“Okay, yes, you are a good son, a good man. Make good decisions. Be safe. There’s food in the fridge. Call me if you need anything.” When she kisses my cheek and hugs me, she holds on a bit tighter and longer. “I wish I could put into words what the extra talks and time with you lately have meant to me. Who would’ve thought that your first love would bring us closer together.”
I can tell by the timbre of her voice and the texture of her hug that she is holding back tears and holding onto guilt for leaving, holding onto me now for all the times she couldn’t or for all the times I wouldn’t let her. You’re such a good mom, Shelby told her. Something that someone like Shelby would never take for granted, I have.
“You were my first love, Mom,” I whisper. “Thank you, for everything.”
The drugs must still be messing with my mind because this has to be unreal.
People live like this?
Twenty-four floors up and five thousand square feet, who needs this much room. An interior of white, gold, marble, leather, and quartz—everything dazzles. Breathtaking, it is overwhelming, too much for the eye to capture in a thousand glances.
A boundless open floor plan bordered by panoramic windows makes the night skyline seem eerily accessible. Like I could burst through the window and jump from roof to roof, literally experiencing the high life.
It is not the penthouse, but you couldn’t convince me of that.
“Your mom manages this on a nurse’s salary?” I could study medicine for this.
“Old money does,” Ace says, flatly. “van den Berg’s family has more than they’ll spend in generations.”
“It’s…” I search for the appropriate word.
“Ridiculous, unnecessary, over the top, sickening,” Ace answers for me.
I was going to settle on “remarkable.” But he has a point. A stark contrast to how everyone in Poke County lives, a stark contrast to how most live throughout the world, it is outrageous.
“Remember Ephraim Grainger, in elementary school. The one who ran outside to pee behind a tree when there was a perfectly good restroom inside. The teachers always said, ‘Don’t pay him any mind…’”
“‘…He doesn’t know any better,’” I finish the broadly accepted thought.
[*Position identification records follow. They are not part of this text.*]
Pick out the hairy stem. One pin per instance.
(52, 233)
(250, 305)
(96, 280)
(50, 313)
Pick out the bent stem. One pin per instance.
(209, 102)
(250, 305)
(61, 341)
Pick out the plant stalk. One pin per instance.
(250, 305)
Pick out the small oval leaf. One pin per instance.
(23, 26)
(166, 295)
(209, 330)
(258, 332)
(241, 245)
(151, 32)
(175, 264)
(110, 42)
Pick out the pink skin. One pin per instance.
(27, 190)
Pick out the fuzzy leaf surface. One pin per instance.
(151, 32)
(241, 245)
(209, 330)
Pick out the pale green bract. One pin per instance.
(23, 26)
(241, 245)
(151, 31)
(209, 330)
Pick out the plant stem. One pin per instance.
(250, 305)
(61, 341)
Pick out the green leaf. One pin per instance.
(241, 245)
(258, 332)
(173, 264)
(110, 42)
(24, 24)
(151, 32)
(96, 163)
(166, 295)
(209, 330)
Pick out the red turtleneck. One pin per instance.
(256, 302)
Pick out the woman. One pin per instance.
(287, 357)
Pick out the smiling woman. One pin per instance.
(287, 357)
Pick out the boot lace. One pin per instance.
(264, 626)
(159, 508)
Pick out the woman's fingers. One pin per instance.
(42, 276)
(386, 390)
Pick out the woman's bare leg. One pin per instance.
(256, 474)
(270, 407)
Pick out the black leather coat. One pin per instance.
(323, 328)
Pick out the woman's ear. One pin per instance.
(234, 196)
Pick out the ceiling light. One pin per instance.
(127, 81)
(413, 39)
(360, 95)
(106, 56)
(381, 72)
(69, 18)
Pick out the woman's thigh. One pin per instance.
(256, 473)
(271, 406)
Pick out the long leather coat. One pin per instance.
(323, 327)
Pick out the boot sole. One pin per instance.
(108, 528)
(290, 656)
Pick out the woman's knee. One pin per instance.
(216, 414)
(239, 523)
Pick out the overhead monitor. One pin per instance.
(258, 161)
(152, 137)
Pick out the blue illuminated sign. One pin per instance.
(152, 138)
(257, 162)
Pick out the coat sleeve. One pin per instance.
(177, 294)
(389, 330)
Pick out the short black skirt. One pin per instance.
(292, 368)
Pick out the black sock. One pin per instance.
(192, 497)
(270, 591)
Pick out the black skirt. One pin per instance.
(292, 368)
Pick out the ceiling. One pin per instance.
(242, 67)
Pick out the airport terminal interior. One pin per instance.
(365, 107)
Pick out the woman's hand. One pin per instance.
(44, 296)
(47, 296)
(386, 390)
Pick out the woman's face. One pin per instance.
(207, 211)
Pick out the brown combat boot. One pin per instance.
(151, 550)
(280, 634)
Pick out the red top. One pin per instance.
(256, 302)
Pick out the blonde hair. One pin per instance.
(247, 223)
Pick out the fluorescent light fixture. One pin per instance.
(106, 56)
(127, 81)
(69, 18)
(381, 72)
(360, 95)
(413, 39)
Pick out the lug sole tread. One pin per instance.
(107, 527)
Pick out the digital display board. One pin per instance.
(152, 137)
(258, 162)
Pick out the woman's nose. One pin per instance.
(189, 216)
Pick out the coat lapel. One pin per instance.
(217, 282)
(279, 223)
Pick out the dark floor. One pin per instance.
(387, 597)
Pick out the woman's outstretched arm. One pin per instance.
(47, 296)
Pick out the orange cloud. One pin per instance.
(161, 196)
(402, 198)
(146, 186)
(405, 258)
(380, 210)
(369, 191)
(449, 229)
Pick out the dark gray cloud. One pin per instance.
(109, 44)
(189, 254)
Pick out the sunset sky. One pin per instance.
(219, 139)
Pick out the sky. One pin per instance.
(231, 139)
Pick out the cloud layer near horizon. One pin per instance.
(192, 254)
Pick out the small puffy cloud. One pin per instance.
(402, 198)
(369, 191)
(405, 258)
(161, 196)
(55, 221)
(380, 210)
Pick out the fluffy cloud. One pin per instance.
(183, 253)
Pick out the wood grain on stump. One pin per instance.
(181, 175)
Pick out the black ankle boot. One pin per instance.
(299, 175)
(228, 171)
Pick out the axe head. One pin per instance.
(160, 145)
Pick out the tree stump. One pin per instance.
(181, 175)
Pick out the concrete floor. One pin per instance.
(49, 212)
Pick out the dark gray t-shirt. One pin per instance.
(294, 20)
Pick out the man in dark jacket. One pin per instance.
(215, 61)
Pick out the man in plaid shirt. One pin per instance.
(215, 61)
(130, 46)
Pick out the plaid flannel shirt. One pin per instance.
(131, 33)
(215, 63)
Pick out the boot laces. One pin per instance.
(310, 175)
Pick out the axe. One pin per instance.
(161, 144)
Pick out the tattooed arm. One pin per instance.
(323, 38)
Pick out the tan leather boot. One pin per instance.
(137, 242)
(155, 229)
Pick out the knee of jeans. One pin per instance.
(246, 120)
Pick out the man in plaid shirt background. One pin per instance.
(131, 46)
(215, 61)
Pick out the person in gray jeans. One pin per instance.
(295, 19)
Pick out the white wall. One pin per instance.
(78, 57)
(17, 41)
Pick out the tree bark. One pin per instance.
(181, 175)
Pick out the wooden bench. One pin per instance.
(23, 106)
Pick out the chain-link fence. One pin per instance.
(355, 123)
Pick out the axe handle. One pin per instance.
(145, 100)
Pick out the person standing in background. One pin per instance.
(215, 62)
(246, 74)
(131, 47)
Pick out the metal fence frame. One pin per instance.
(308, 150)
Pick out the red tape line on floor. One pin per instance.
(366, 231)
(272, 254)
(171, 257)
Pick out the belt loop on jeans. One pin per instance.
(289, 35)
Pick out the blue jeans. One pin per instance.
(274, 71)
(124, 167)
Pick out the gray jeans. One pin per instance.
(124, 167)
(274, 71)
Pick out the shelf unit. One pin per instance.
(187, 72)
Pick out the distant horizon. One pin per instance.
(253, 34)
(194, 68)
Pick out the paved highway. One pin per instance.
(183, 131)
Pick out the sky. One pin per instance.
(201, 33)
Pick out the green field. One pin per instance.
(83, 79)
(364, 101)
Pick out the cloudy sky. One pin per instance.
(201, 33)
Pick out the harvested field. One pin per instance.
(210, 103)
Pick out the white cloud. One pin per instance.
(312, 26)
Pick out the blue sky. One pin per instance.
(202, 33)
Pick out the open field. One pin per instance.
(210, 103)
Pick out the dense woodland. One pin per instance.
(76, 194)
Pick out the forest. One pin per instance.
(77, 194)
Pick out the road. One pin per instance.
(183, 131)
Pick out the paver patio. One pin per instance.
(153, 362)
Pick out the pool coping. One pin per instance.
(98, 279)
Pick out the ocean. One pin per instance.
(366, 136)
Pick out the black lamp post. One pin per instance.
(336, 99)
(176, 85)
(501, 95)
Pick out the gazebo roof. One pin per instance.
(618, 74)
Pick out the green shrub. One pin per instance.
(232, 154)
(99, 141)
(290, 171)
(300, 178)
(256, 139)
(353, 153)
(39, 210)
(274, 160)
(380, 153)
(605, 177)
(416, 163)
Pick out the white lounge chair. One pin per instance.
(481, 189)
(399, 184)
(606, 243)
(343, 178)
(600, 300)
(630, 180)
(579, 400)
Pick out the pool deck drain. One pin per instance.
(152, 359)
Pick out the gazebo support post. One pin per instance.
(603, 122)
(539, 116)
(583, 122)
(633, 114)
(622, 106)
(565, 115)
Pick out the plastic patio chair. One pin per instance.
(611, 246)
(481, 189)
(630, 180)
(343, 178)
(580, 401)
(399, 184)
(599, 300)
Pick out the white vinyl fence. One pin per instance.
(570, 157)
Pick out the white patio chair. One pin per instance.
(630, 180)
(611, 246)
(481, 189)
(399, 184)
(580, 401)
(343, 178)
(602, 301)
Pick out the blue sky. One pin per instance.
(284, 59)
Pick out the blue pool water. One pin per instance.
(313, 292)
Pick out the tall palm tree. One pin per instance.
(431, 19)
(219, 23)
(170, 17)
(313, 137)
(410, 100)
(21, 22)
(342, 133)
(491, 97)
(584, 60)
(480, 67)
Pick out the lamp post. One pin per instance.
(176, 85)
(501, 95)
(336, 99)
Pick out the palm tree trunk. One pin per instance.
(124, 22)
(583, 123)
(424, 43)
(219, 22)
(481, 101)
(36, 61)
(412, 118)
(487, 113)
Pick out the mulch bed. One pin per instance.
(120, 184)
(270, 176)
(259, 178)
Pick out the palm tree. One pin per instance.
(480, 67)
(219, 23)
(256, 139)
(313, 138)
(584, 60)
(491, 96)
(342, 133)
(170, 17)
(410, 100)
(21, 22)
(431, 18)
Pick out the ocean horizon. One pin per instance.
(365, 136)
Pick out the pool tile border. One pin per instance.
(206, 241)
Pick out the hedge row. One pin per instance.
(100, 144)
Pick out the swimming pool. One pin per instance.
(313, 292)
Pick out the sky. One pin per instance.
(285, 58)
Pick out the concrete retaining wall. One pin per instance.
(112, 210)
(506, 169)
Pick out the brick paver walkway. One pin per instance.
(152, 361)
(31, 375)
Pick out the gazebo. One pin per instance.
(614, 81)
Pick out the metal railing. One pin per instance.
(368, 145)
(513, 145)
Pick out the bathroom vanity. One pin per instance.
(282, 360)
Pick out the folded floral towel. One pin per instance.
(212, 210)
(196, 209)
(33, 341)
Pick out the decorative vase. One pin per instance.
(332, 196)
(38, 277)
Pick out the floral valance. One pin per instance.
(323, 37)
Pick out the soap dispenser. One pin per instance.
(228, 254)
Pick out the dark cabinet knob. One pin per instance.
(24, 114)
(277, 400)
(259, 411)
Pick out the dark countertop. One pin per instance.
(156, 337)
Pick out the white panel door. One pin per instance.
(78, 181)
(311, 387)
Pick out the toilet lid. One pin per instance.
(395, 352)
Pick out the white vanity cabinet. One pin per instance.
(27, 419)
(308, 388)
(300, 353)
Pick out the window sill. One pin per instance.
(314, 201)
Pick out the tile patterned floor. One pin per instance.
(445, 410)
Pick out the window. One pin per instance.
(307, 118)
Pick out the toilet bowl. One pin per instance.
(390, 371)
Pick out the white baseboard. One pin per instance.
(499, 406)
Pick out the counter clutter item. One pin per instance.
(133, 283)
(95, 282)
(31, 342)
“van den Berg doesn’t either,” Ace says.
In the master bath—a room as big as Grandpa’s entire house—I feel spoiled.
Although you wouldn’t have to twist my arm to get used to it.
I feel wasteful too. Alone in a full and bubbly Jacuzzi tub that, judging from the matching empty hydromassaging backrest catty-corner to mine, was built for two.
At my house in a tub built for one, we do not bathe together, but we do share bathwater. Unlike van den Berg and Ephraim Grainger, we know better. We also know that water and the electricity required to heat it are in fact hot commodities. I wonder if anything here is conserved.
Ace sits in the doorway, his back to one frame and his feet propped up against the other, ensuring modesty but present should I need him. He couldn’t see anything if he tried. The distance from the doorway to the Jacuzzi must be a quarter of a football field. The gargantuan tub engulfs me, nothing but my face visible over the side.
“How do you feel?” he asks.
“Hungover, maybe.” If I knew what a hangover felt like, this has to be it. A dull headache and lethargic, my brain not quite my own, the drugs aren’t completely gone. Or are they? Does this feeling indicate that I want more of them. That my body thinks it needs them, the way my mother’s apparently does.
“Give it a few more hours. And the shoulder?”
“It’s throbbing a little.” A lot.
“It’s the hot water. Increases circulation. Makes everything that aches ache worse.” He would know, all the aches he has endured from fighting. “You need a Tylenol or something?”
“No,” my tongue is quick to answer before even considering it.
“Let’s get you out of there. Put some ice on it. That’ll slow the blood flow, ease the ache.”
Aye aye, Dr. Cooper. Music isn’t his only talent. He waterproofed my splint in cling wrap and tape so that I could bathe in the first place. “I just haven’t figured out how to wash my hair yet with one hand.”
“I can do that.” He shrugs. “If you’re okay with it.”
The bubbles are disguising everything I would want them to. “Um…okay, sure…please.”
“Good?” he says, lathering shampoo that smells like it should be used while twenty-four floors up.
“Great.” Sooo much better than good.
No one has washed my hair for me since I was a child. Even then it didn’t feel like the treat that it does now. Why is it that my scalp never tingles when I do it myself.
When he rinses it with the gold-plated hand showerhead that resembles the shape of an old rotary phone handle, it sends more tingles from my scalp and over my shoulders to the ends of my toes. And when I open my eyes, I see that he feels it too.
His lips saturate themselves in the water from mine, a kiss more spine-tingling than the hair washing. “Do you remember what you said to me? In the hospital. After the drugs. During traction.”
I don’t. But if it makes him look at me the way he does now, I should say it again.
“Up you go,” he digresses, unfurling a towel as big as my bed sheet.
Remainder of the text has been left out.